One of my favorite quotes is from the novel Life of Pi, a story full of this theme of facing uncertainty. The narrator of the book studied both religion and zoology and viewed the world through both lenses of science and spirituality. He made an observation that his scientist friends are “my brothers and sisters of a different faith, and every word they speak speaks of faith. Like me, they go as far as the legs of reason will carry them – and then they leap.”

Faith doesn’t have to mean believing in a god or some ultimate power; we put faith into secular situations all the time. We trust that the other cars next to us on the highway will stay in their own lanes, we trust that flipping the light switch will turn on the light, and we trust that science is giving us the whole story. Most of the time it is, but we have seen that what science teaches as true may not always stay true.

For example, there was a time when the whole world believed that the Sun rotated around the Earth and the Earth was the center of the universe.
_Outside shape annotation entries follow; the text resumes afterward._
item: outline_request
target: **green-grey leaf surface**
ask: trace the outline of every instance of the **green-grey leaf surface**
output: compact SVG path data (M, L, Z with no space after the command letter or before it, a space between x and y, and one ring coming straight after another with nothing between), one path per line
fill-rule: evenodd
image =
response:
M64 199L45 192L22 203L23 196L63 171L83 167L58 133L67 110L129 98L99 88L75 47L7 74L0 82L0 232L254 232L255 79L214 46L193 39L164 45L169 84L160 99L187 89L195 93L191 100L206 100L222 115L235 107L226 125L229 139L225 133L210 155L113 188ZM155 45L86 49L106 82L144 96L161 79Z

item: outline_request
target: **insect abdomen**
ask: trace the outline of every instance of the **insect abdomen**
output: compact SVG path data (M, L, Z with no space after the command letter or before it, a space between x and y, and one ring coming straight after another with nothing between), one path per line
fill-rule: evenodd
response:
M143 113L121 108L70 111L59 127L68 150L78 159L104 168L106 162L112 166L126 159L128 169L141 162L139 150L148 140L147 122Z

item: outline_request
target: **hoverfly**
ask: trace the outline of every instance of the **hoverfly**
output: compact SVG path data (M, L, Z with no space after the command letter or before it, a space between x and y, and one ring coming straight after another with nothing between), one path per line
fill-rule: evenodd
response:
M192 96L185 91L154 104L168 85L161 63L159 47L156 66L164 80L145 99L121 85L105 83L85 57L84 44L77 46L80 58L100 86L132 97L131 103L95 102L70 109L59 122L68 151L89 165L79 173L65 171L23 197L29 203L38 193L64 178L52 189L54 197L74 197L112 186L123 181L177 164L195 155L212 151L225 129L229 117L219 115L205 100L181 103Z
It appeared logical from what we could observe from our place on earth. Even when we had proof that the sun was actually at the center, the belief in this “truth” – of our place in the cosmos – was still strong and remained so for some time. This new truth of the sun at the center challenged both the authority of science and religion. To be able to accept a new paradigm, we had to first admit that our former belief was indeed uncertain.

We don’t like uncertainty, and understandably so. But there is this beautiful thing that happens when we are able to suspend our belief in a sense of concrete certainty. Suddenly, more becomes possible. When we are able to no longer subscribe to the belief that we must make six figures to be happy, then we can see how much something simple like playing cards with our kids brings a deeper quality of joy.

We feel best when we have a sense of security in our lives, but it’s important to recognize that it’s our belief in the security that provides that good feeling, not the security itself. We would be tormented all day if we continuously thought about what could happen to our spouse on their way to work. But in the same sense, none of that matters if there is an asteroid heading straight towards our defenseless planet. This is the shift that the “Earthrise” ushers in reminding us of the tenuousness of our existence. Our ability to turn off those thoughts, shift our perspective and trust that it really will be okay is what allows us to get through our day.

Both science and spirituality are places we turn to for answers, and for the most part we get the answers we seek. However, we must see that truth may change depending on which angle we approach our questions. When we see that science and spirituality is so dependent on our perspectives, we start to open to the truth that we cannot know truth in its totality.

So in each moment we are leaping, whether we realize it or not.

Discussion and Comments

  1. Great piece Nyssa~it’s so true that everyday, without even realizing, we employ faith within the most mundane and secular activities… I have absolute faith that in the midst of these cold mornings, the electricity (from wherever it comes and in the unknowable way it works) will continue to generate the power my hot-water heater needs to provide me with hot showers!